HELLOOOOO!!! Quando é que vão mostrar pessoas reais nas novelas? NÃO EXISTE HOMEM ASSIM! Pode até parecer desencanto ou descrença, mas é a verdade! Até quando vamos criar nossas filhas nessa ilusão? Todas as novelas, na minha opinião, nesse ponto prestam um enorme desserviço à sociedade, reforçando nos coraçõezinhos jovens a ilusão do príncipe encantado, que já começou lá atrás, com a Bela Adormecida e toda a cambada.
O casal Betina e Gustavo, que ficou a novela inteira tentando ser infiel e não conseguiu... na vida real quem duvida de que ambos teriam chegado às vias de fato? A chata da Helena teria fisgado um homem do naipe do Bruno, com todo aquele nhém-nhém-nhém dela? Sabe... gostei do final da Paixão, que mostrou que nem sempre que nos apaixonamos pelo homem-quase-perfeito, dá certo. Gostei também do final da Alice, com um moderno casamento a três (#sonho rsrssr), ventilando a ideia de que novos tipos de relacionamento podem fazer as pessoas felizes, longe do tradicional vestido de noiva e gravidezes inúmeras dos finais de novela.
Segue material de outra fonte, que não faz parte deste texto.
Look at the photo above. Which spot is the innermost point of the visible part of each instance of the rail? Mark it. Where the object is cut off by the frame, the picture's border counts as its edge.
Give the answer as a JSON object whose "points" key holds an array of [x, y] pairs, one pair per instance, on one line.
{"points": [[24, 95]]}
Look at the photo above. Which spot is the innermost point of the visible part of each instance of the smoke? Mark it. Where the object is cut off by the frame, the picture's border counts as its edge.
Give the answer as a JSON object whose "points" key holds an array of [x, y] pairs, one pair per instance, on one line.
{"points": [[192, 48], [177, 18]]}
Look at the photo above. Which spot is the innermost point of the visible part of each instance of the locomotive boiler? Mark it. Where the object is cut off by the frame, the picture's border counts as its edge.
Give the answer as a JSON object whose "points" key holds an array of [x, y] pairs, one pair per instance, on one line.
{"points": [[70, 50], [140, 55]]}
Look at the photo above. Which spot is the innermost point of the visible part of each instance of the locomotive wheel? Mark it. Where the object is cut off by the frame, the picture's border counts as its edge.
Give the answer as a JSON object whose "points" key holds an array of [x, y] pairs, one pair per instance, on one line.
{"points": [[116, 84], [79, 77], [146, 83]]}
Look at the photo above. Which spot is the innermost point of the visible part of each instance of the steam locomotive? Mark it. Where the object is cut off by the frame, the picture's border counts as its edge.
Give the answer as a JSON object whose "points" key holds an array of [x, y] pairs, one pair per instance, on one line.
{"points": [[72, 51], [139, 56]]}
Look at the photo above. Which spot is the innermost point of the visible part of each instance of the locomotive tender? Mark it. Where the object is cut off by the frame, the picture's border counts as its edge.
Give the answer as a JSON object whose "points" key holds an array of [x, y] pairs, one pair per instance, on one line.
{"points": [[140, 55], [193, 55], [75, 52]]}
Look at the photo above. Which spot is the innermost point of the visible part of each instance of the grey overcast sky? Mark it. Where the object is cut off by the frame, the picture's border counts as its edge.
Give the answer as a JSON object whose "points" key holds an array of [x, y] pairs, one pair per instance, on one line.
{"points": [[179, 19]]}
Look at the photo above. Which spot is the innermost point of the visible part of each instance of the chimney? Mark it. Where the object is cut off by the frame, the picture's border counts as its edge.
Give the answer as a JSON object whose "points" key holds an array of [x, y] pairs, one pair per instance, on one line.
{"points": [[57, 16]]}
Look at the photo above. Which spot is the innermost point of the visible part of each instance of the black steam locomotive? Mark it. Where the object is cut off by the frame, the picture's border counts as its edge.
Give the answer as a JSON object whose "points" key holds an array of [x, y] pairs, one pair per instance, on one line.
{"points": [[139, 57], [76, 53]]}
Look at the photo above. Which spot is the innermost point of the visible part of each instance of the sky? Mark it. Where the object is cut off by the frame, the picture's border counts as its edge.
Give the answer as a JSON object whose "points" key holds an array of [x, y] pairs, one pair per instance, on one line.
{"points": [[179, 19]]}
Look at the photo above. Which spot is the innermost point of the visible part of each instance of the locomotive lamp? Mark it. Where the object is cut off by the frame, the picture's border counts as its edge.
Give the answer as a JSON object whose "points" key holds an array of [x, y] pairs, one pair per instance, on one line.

Novela é entretenimento. Mas já virou instituição. Pense nisso. Todos os dias, no mesmo horário, as mesmas mensagens subliminares. Eu adoro olhar. Mas, graças a Deus e aos livros que me deram para ler desde criança, eu penso no que vejo. E hoje tenho a opção de estar aqui, na internet, questionando. Vou continuar me divertindo principalmente com novelas do tipo Caminho das Índias, bem fora da nossa realidade, e também com essa Passione, que vai começar, pelo número incrivelmente alto de homens lindos no elenco! Mas vou continuar me irritando com certas coisas.
Por último... sempre torci pelas vilãs! O que seria das novelas sem elas? Só para lembrar algumas... Flora (Patrícia Pilar), em A Favorita (2008); Maria de Fátima (Glória Pires), em Vale Tudo (1988); Laura (Cláudia Abreu), em Celebridade (2003); Taís (Alessandra Negrini), em Paraíso Tropical (2007). Beatriz Segal interpretou uma das maiores vilãs da tevê, Odete Roitman, e quem conseguia perder as loucuras de Nazaré Tedesco (Renata Sorrah)?